Beekeepers have it hard in Utah, report says
There are about 10,000 bees in this hive. They’re multiplying every day. Pretty soon there will be over 50,000 of them, working to fill empty honeycombs with honey.
“Sometimes I get almost none,” says Kirk Johnson.
He’s a hobby beekeeper. He’s also my dad. His hive is in our front yard between a huge rhubarb plant and some big evergreen trees.
“The last two years I’ve got 300 pounds from one hive,” Johnson says.
He’s been a beekeeper for about eight years. He says during that time, he’s struggled to keep his bees alive season to season. He says Utah’s climate may be a factor.

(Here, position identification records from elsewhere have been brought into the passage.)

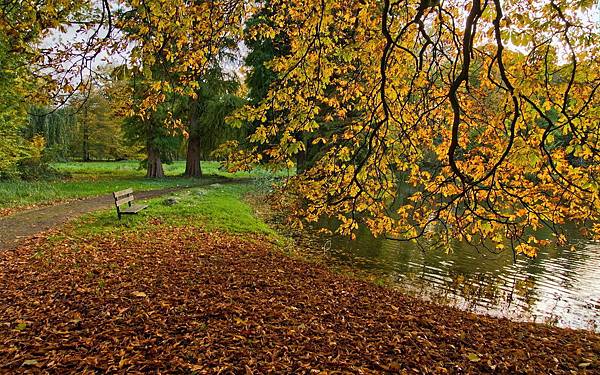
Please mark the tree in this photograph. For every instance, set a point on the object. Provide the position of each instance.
(449, 103)
(215, 100)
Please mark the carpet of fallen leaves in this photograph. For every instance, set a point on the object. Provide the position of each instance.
(183, 301)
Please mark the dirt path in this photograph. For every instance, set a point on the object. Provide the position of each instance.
(21, 225)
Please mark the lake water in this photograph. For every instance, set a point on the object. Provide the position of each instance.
(561, 286)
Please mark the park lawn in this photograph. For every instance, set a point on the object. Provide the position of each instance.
(98, 178)
(214, 207)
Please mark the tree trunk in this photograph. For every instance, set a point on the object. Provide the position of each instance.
(86, 136)
(154, 168)
(193, 168)
(192, 160)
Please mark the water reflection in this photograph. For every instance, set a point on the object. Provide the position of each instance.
(561, 286)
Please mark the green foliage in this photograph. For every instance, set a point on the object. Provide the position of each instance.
(57, 127)
(13, 88)
(217, 98)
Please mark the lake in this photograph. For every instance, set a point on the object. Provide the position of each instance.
(560, 287)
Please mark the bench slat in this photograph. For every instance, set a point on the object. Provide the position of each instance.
(125, 200)
(119, 194)
(134, 209)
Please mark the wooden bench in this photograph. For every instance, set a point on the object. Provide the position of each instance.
(125, 198)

“The one disadvantage I would see is the harsh winters which sometimes make it difficult for them to survive.”
A new report from Lawn Love, a lawn care company, says Utah is the 37th worst state for beekeeping in the nation. Since data was only available for 39 states, that makes Utah the third worst state they surveyed.

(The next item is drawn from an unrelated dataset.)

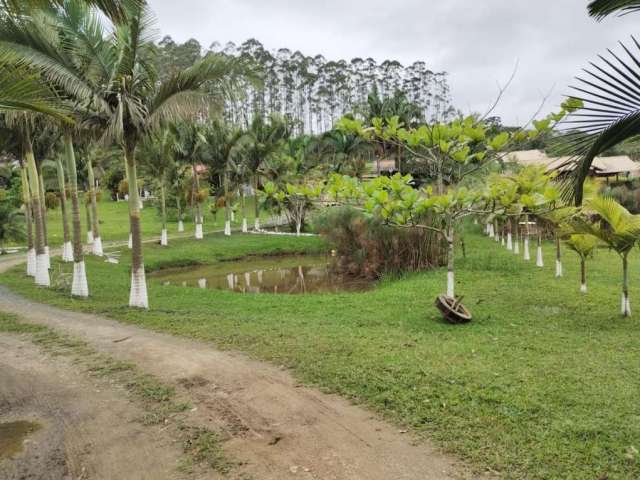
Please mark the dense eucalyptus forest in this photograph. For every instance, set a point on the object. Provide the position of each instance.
(312, 91)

Lawn Love used data from the U.S. Bureau of Labor Statistics, the Department of Agriculture, and other agriculture organizations to rank states on total output, potential earnings for beekeepers, ability to distribute honey, and beekeeping support like beekeeping associations or bee-friendly legislation.

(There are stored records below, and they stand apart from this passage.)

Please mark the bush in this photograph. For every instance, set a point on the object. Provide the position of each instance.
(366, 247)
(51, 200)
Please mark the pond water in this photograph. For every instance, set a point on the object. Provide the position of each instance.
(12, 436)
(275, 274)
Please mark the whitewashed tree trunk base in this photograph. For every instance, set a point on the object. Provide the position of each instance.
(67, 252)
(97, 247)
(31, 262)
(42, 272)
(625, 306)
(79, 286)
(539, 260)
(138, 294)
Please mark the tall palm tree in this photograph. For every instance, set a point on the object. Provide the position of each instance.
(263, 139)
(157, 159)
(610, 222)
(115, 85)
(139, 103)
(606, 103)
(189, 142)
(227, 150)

Despite being called the Beehive State, Utah ranked very low in earning potential and total honey output. Our best ranking came in beekeeping support, though we still only barely made the top 30 at number 29.
Lawn Love says you can be a bee-friendly neighbor by replacing grass with clover, planting native plants, and using organic pest control methods that don’t harm bees.
Johnson says, despite the poor ranking, it's worth keeping bees in Utah.
“I think overall it’s a pretty good place to keep bees. I think it’s a fascinating process by which they create honeycomb and honey, I think they’re interesting, and frankly, I enjoy sharing the honey with my friends and neighbors.”